SAMPIT – Seorang pemuda asal Pacitan, Jawa Timur, Ady Saputra (25), ditemukan meninggal dunia di rumah orangtuanya di Desa Sumber Makmur, Kecamatan Parenggean, Kabupaten Kotawaringin Timur, Kalimantan Tengah, Senin 10 Februari 2025.
Kapolsek Parenggean AKP Rahmad Tuah, mewakili Kapolres Kotim AKBP Resky Maulana Zulkarnain, mengungkapkan bahwa korban pertama kali ditemukan dalam kondisi tak bernyawa oleh adiknya. Kejadian ini terjadi belum lama setelah korban tiba di kediaman orangtuanya.
“Dia sudah ditemukan tewas gantung diri oleh adiknya bernama Dimas yang pertama kali melihat di kediaman orang tuanya,” ucap Rahmad. Selasa 11 Februari 2025.
Saat itu Dimas diminta untuk memanggil korban oleh kakanya yang bernama Siti. Pada saat itu korban berada di kios optik depan rumah, sesampainya adik korban mendapati korban sudah tergantung pada seikat tali di ruang depan kamar.
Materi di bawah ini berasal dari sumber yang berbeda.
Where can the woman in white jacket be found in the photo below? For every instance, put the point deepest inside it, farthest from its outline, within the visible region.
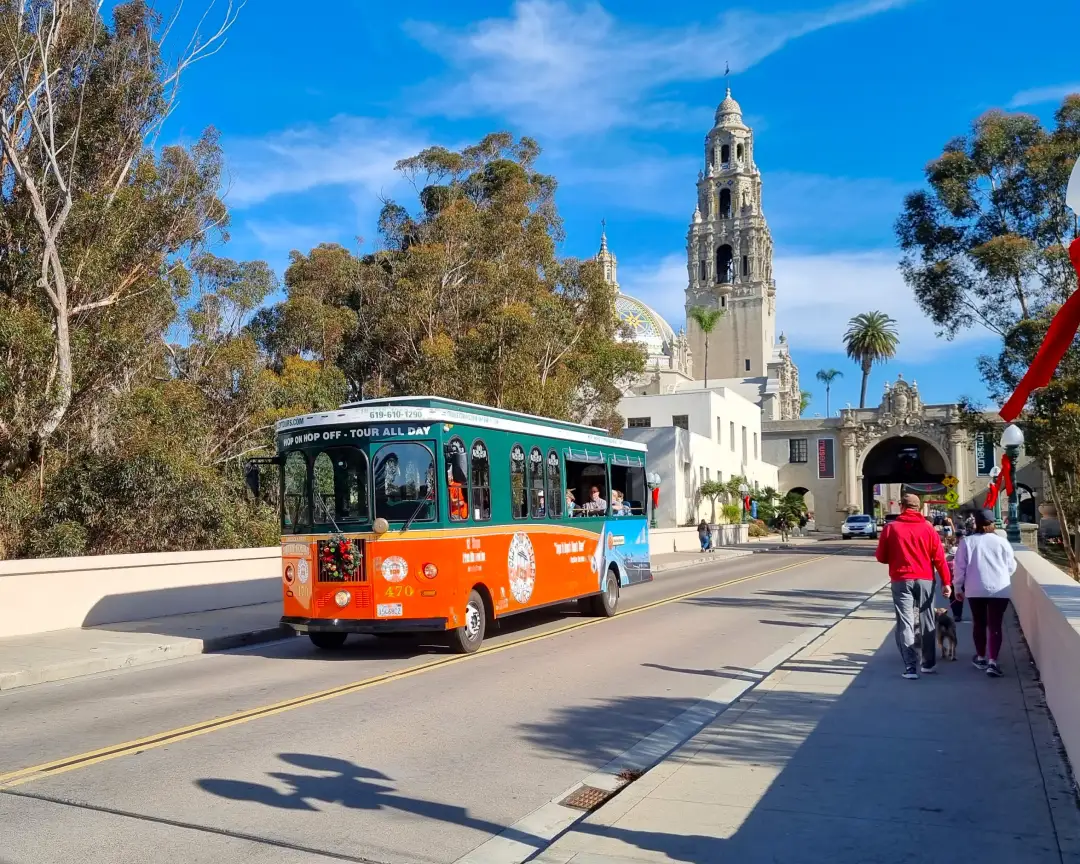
(984, 566)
“Adik dan kakak korban saat melihat peristiwa itu langsung meminta bantuan warga sekitar dan melaporkan ke Polsek Parenggean,” ujarnya.
Belum diketahui pasti sebab pemuda yang baru saja merantau ke Kotim itu mengakhiri hidupnya dengan cara gantung diri.
Diduga akibat depresi setelah kepergian sang ayah yang meninggal dunia belum lama ini. Sehingga membuatnya nekat mengakhiri hidup di usia muda.
“Korban ini baru datang ke Parenggean dari Pacitan, Jawa Timur pada 22 Januari 2025. Jadi sehari setelah ayahnya meninggal yaitu pada 21 Januari 2025,” ungkapnya.
Kini korban telah dievakuasi dan dilarikan ke RSUD Pratama Parenggean untuk dilakukan visum, pihak keluarga juga akan segera memakamkan jenazah korban.